– Wprowadzenie ładu korporacyjnego Grupy Enea w Bogdance spowoduje, że wszystkie kluczowe decyzje dotyczące lubelskiej kopalni, takie jak: poziom i wzrost wynagrodzeń, cena zbytu węgla czy poziom wydobycia będą podejmowane w Poznaniu, czyli tam gdzie znajduje się siedziba Enei – uważa Konrad Gardyga (na zdj.), zastępca przewodniczącego Komisji Międzyzakładowej NSZZ „Solidarność” w Lubelskim Węglu Bogdanka, który był gościem porannej rozmowy w Radiu Lublin.
– Oddanie kompetencji Grupie Enea będzie się wiązało z wyprowadzeniem z biednej Lubelszczyzny do bogatej Wielkopolski miejsc pracy. I to są stanowiska lepiej płatne, których w naszym regionie bardzo brakuje – stwierdził Konrad Gardyga. – Osłabi to też istotnie Lubelski Węgiel, bo wyprowadzenie w ramach tej centralizacji poszczególnych kompetencji z Bogdanki spowoduje, że stanie się ona malutkim przedsiębiorstwem, a nie wielką spółką giełdową, którą obecnie jest. Zamiast się rozwijać, będziemy się zwijać.

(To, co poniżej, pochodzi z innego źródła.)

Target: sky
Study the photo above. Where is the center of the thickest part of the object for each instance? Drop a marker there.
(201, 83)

– Doprowadzi to także do wydłużenia procesu decyzyjnego. Z tego ładu wynikają bowiem procedury, które sprawią, że podejmowanie decyzji wydłuży się on bardzo, bardzo mocno Kolejnym istotnym aspektem prawnym jest to, że członkami komitetów są panowie prezesi Enea S.A., który jednocześnie zasiadają w naszej radzie nadzorczej. Sprawia to, iż uczestniczą oni – poprzez komitety – w sprawach spółki, a jednocześnie – za pomocą rady nadzorczej – sprawują kontrolę. I tutaj widzę konflikt, bo nie można łączyć funkcji kontrolnych z nadzorczymi. Nie pozwala na to Kodeks spółek handlowych – dodaje Gardyga.
Z tego powodu stosunki pomiędzy pracownikami Bogdanki a władzami Grupy Enea już od kilku tygodni są wyjątkowo napięte..
12 lipca w lubelskiej kopalni doszło do referendum w sprawie stosowania w Bogdance kodeksu Grupy Enea. Niemal wszyscy biorący udział w głosowaniu górnicy powiedzieli „nie” ładowi korporacyjnemu koncernu i zapowiedzieli podjęcie akcji protestacyjnej w tej sprawie, ze strajkiem włącznie.
– Jednak strajk to ostateczność. Sytuacja rozwija się na bieżąco i w zależności od tego, w jakim kierunku to pójdzie, dostosujemy nasze działania – zastrzega Konrad Gardyga.